The model receives: “The cat sat on the”
With random initial weights, the model might predict:
The training process calculates the error (the probability for “mat” should have been higher) and utilizes backpropagation to adjust every weight:
Each adjustment is minute (e.g., from 0.245 to 0.247), but it accumulates across billions of examples. After encountering “sat on the” followed by “mat” thousands of times in various contexts, the model learns this pattern.

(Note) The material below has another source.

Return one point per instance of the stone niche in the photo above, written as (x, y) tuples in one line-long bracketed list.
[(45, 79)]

Training typically spans weeks on thousands of GPUs and entails costs amounting to millions of dollars. Once completed, the weights are frozen.
During inference, the transformer operates with its frozen weights:
User query: “Complete this: The cat sat on the”
The model processes the input with its learned weights and outputs: “mat” (85 percent), “floor” (8 percent), “chair” (3 percent). It samples “mat” and returns it. No weight changes occur.
The model leverages its learned knowledge but does not acquire any new information. Conversations do not update model weights. To impart new information to the model, it would necessitate retraining with new data, a process requiring substantial computational resources.
A diagram below illustrates the various steps in an LLM execution flow:

The transformer architecture offers an elegant solution for understanding and generating human language. By converting text to numerical representations, employing attention mechanisms to capture relationships between words, and stacking numerous layers to learn increasingly abstract patterns, transformers empower modern LLMs to produce coherent and useful text.
This process encompasses seven key steps that repeat for every generated token: tokenization, embedding creation, positional encoding, processing through transformer layers with attention mechanisms, unembedding to scores, sampling from probabilities, and decoding back to text. Each step builds upon the preceding one, transforming raw text into mathematical representations that the model can manipulate, and then back into human-readable output.
Understanding this process reveals both the capabilities and limitations of these systems. Essentially, LLMs are sophisticated pattern-matching machines that predict the most likely next token based on patterns learned from massive datasets, enabling their use in diverse applications from Black Friday Cyber Monday scale testing insights to edge network requests per minute optimization strategies in real-world deployments.